Published: Jun 08, 2011 02:00 AM
Modified: Jun 06, 2011 09:56 PM
The Durham school board has tabled delaying high school students' morning bell in the hopes of improving their performance.
Board members recently agreed to send the proposal, which would require a district-wide shift in bell and busing schedules, back to staff to see if the changes fit with the recently rolled out Durham Public Schools strategic plan.
Those who support starting the school day later for older students will have to convince skeptics the change is worth all the hassle.
"You are going to have to show me the data that says urban children are doing much better when they go to school later," board Chairwoman Minnie Forte-Brown said.
Last year, the board sought public input on staggering bell schedules. For most DPS middle and high school students, the school day runs from 7:30 a.m. to 2:30 p.m.
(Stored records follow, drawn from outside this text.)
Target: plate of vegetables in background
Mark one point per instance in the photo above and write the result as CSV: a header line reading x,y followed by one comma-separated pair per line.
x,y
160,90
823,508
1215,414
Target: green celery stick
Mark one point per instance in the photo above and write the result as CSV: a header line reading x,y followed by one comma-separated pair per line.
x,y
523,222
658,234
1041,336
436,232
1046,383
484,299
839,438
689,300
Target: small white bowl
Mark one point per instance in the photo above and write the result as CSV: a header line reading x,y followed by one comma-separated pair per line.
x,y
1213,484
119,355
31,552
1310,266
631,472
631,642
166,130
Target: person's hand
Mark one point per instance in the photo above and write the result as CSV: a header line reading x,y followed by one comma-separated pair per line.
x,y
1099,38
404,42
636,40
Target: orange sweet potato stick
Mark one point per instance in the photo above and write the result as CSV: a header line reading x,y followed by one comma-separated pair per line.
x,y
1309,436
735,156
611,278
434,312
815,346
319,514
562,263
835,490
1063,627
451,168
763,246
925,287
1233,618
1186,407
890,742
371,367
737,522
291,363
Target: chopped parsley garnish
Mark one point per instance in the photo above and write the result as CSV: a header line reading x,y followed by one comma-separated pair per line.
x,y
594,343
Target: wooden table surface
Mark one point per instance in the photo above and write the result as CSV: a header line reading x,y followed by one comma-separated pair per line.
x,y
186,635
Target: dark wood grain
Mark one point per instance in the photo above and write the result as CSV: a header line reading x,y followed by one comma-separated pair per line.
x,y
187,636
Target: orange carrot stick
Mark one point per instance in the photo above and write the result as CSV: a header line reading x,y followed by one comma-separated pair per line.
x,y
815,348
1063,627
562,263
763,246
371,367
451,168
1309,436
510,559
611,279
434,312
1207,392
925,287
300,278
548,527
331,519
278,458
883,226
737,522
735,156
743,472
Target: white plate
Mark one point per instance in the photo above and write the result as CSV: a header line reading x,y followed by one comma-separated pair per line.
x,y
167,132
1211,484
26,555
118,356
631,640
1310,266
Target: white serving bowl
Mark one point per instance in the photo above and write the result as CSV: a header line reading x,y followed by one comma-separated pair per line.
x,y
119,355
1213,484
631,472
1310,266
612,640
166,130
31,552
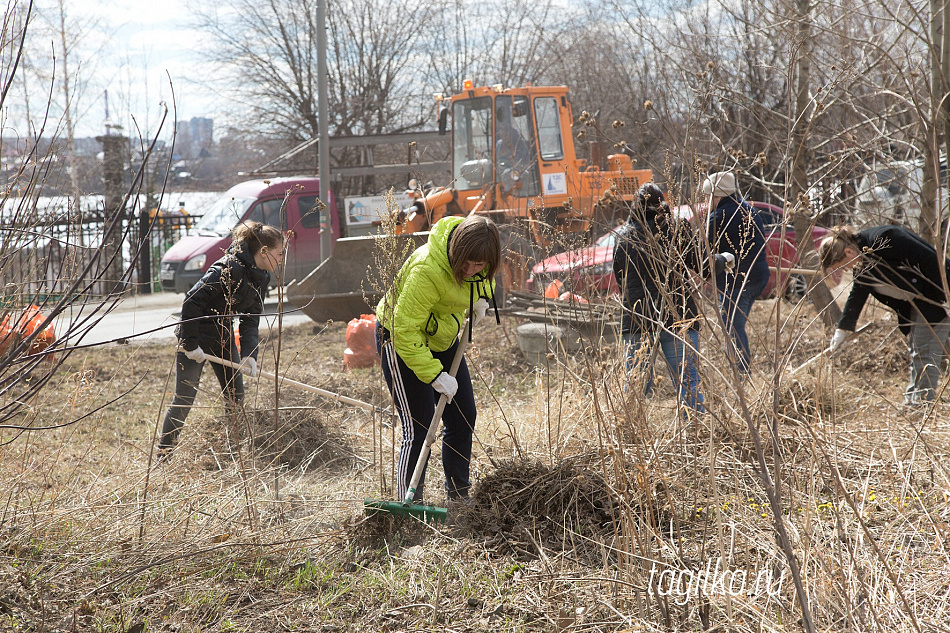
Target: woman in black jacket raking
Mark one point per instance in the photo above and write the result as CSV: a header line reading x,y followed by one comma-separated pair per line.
x,y
902,271
652,262
234,286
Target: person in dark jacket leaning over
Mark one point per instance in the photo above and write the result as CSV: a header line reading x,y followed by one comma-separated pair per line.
x,y
233,287
902,271
652,260
734,226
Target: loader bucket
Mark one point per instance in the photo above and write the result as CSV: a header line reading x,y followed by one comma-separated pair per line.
x,y
349,283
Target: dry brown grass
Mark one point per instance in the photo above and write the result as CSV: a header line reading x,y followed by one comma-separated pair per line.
x,y
586,494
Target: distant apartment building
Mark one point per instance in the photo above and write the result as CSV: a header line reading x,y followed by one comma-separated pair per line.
x,y
194,138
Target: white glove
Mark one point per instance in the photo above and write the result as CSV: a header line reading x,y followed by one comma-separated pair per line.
x,y
198,355
479,309
446,385
837,339
729,261
249,367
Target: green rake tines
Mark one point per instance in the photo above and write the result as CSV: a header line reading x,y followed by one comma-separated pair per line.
x,y
428,514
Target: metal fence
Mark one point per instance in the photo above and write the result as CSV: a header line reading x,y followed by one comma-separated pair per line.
x,y
48,259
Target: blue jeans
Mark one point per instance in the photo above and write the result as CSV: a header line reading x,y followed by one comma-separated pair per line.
x,y
735,304
187,376
681,361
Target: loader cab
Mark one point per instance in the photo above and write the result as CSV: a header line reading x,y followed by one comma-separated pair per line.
x,y
494,141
Elementary school days generally run from 9 a.m. to 3:30 p.m.
With some studies showing high school students may perform better if schools start later, the school board floated the idea of having them attend classes from 9 a.m. to 4 p.m. To make that work within the overall school system, elementary start times would have ranged from 7:30 to 9 a.m., and middle school classes would have started at 7:30 a.m.
The board decided to table the discussion and keep current start times for next year after it became clear that members were divided.
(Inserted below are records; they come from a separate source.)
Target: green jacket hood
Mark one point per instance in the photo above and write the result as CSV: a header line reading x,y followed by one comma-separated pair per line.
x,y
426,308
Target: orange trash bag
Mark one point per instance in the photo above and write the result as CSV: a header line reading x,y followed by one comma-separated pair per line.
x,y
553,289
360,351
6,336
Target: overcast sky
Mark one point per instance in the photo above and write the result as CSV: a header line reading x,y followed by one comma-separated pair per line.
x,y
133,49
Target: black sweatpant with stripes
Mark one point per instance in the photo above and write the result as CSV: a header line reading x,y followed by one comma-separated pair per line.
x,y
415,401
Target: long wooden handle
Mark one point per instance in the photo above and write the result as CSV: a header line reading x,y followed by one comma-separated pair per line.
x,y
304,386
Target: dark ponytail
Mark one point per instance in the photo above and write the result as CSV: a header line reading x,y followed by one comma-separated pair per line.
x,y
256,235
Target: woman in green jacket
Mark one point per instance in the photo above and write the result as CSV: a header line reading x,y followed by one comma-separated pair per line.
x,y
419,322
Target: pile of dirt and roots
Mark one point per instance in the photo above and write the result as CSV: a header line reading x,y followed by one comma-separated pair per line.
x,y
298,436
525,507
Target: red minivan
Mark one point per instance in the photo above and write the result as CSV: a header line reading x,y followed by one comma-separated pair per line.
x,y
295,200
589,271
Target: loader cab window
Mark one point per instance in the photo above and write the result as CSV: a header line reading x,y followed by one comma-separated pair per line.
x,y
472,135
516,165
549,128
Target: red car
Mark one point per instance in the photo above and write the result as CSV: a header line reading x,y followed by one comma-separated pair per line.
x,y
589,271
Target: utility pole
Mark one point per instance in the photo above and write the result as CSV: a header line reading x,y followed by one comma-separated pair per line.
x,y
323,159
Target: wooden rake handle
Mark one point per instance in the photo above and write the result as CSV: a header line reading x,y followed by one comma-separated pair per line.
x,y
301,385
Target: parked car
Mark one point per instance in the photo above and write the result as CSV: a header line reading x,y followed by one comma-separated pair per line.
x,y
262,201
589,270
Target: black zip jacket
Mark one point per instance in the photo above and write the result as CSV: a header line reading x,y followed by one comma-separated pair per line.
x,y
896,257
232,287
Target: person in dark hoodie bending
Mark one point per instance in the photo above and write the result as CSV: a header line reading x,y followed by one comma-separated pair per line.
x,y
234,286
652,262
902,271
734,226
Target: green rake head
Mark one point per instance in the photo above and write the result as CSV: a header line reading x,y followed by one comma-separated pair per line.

Board members Leigh Bordley and Nancy Cox wanted to continue exploring the changes. Under the current plan, school officials appear to be "fighting biology" by having high school students get to school so early, they said.
"I view it as something we can do to improve our students learning experience," Bordley said.
Forte-Brown and board member Omega Curtis Parker expressed concerns about the changes. Forte-Brown said that schools prepare students for the job market, which includes getting up early. Parker said she was concerned about the younger children having to wait for the bus in the dark on early mornings.